Carol Bell OBE was also awarded in the 2019 birthday honours for services to the arts. Carol was the Executive Director of the Great Exhibition of the North that took place in 2018 which generated economic impact of £126 million.

But there’s more to this award than the staging of the Exhibition – no matter how high profile that alone wouldn’t be enough. Firstly, Carol played a significant role in actually bidding for the exhibition to come to the North East in the first place. But secondly, with regards her professional role, she had been working in events and festivals for many years, during which she was responsible for over 100 events that engaged hundreds and thousands of people. Her contribution was therefore a sustained contribution. Additionally, Carol volunteered in her personal time for a local community trust, cooking meals for people in need.

So you may have a colleague or manager who you feel deserves an honour but before you start on the paperwork – as there is a lot of writing to do – ask yourself the following questions.
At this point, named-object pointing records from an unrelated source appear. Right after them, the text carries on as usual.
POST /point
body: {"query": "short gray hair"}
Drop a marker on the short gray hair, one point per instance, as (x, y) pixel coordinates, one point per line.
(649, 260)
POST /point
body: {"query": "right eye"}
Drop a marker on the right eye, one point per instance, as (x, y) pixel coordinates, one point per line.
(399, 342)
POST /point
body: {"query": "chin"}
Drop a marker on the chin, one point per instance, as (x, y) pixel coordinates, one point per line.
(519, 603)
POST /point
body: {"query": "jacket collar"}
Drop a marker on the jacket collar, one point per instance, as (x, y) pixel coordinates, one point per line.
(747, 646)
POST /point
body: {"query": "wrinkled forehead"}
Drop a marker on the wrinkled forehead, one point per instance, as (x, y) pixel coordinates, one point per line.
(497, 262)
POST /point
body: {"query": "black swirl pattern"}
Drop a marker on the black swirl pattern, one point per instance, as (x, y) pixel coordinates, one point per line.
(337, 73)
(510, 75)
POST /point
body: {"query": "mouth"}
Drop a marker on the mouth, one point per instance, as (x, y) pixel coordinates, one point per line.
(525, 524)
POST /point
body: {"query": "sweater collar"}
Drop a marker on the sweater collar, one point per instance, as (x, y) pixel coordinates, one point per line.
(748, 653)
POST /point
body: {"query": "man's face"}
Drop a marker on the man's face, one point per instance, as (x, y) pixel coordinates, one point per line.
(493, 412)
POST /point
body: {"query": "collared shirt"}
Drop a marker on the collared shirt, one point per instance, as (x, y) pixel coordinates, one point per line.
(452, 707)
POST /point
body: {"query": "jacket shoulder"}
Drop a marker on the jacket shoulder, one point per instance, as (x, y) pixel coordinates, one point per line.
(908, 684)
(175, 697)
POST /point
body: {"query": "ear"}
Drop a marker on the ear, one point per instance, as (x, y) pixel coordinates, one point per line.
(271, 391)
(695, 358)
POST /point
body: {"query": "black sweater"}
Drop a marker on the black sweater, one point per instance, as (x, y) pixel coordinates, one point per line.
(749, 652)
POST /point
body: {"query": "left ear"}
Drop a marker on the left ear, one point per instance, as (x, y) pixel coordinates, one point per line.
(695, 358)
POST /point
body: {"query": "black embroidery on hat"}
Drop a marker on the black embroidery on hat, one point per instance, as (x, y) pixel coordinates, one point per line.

Have they done something that has made an impact beyond the organisation itself? Economic impact is one example of this, but there are others. Perhaps driving innovation that has positively impacted the industry or sector as a whole? Or pushing for a community focused activity that has benefitted many people in the local area?

Then there’s the issue of making a ‘sustained’ contribution. While many honours recipients have made contributions over decades, this doesn’t need to be the case. A one off event or activity won’t make its mark, but developing a programme or innovation that has grown considerably or impacted many over a period of a couple of years or more could really stand out.

Next it’s good to look at the selfless nature of this work. Has your colleague worked outside of his or her remit? Have they worked outside of business hours? Have they taken part in community or voluntary work? Or campaigned or lobbied for something tirelessly that has significantly benefited the sector?

You will also need to back your nomination up with several supporting letters from other individuals who will back your nominee – so think about this upfront as well.

These are all key considerations for whether or not you should make a nomination on behalf of a colleague and what kind of information you need to prepare in advance. Never forget the ‘over and above’ criteria and think about what really makes your colleague stand out. But if you think you’ve got enough to play with go for it. The time and effort you put in to preparing a nomination has the potential to get your colleague a Royal seal of approval. And it’s not too bad for business either!